Priestley, the Pomeroy and Betty Perry Smith Professor of Chemical and Biological Engineering and dean of the Graduate School, has discovered many phenomena within the study of polymers and soft matter, particularly thin films, colloids and the intricately layered class of materials known as nanocomposites — materials that are important to electronics, cosmetics, medicines and other commercial products.

Out of more than 150 APS Fellows elected this year, Priestley was one of only three sponsored by the Division of Polymer Physics, underscoring the impacts of his work in this field. His election was announced by the organization on Oct. 19.

In one key area of research, Priestley has revealed deep truths about the glass transition, a fundamental material property that has puzzled scientists for decades. The glass transition is a kind of threshold that exists in all polymeric materials. Above it, materials are rubbery and flexible; below it, rigid and glassy. Each material has its own glass transition temperature, and as materials interact in nanoscopic, complex combinations, the effects become extremely complicated and hard to manipulate. Rigid strands of one material might trap just a few molecules of a more flexible material to combine into something that shares the bulk properties of both. But that trap is tiny. You could fit 10,000 of them across the width of an eyelash. Priestley’s work has uncovered key insights into how the glass transition changes in such confined spaces, and his research group has developed methods to tune that property for a range of technological applications.

All of that deep work has led to some deceptively simple technologies that promise to make an impact on global health and the environment. For example, in 2021 he and postdoctoral researcher Xiaohui Xu launched AquaPao, a company that is commercializing an affordable, portable water-purification device that draws directly on a membrane developed in Priestley’s laboratory. The device soaks up polluted water, say, from a lake or river. When set in the sun, it releases clean water. The contaminants remain trapped in the device’s sponge-like gel. Recent versions are efficient enough to supply daily clean water in many parts of the world.

Preistley has co-founded three other companies, and he is the co-inventor of more than 10 patent-pending technologies. He has received numerous previous awards, including the 2020 Dillon Medal from APS, which recognizes outstanding research by early-career polymer scientists, and the 2023 Carl S. Marvel Award for Creative Polymer Chemistry from the American Chemical Society. He was named to The Root 100 list of most influential African Americans in 2014.

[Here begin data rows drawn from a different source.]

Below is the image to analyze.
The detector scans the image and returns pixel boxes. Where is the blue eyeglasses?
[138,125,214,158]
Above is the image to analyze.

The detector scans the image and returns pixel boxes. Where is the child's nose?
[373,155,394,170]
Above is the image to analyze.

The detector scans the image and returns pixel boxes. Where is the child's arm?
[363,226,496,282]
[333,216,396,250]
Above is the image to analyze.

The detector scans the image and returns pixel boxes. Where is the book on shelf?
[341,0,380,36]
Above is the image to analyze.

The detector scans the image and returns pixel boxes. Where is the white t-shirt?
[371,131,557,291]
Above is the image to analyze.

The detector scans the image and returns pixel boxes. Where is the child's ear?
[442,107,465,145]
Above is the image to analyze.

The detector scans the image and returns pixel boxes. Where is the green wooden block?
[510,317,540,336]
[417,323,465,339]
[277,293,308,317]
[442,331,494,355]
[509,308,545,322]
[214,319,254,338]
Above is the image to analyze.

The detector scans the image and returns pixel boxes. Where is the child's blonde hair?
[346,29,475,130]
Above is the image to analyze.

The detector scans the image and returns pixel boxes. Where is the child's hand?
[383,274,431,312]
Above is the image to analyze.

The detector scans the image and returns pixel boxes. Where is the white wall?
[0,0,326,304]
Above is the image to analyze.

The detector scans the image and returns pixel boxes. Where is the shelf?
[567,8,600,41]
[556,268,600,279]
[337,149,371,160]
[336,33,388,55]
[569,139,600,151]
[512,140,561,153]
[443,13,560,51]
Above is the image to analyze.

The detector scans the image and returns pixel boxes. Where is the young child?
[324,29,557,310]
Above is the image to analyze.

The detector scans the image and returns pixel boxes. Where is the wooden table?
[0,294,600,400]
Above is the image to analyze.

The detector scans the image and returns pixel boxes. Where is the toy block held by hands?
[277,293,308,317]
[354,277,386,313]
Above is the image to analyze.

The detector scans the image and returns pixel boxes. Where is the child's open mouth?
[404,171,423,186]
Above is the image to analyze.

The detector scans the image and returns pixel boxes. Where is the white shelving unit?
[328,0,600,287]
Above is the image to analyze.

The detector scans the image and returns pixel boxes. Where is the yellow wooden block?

In 2022, Priestley became Princeton’s 18th dean of the Graduate School. Previously, he served as Princeton’s vice dean for innovation between 2020 and 2022. He is co-director of the National Science Foundation Innovation Corps Northeast Hub, a consortium designed to foster innovation at Princeton and other regional universities. Priestley got his bachelor’s degree in chemical engineering at Texas Tech University in 2003 and his doctorate at Northwestern University in 2008, where he studied nanoscale physical constraints on polymers. Before joining the Princeton faculty in 2009, Priestley was a postdoctoral fellow at Ecole Superieure de Physique et de Chimie Industrielles de la Ville de Paris, in France.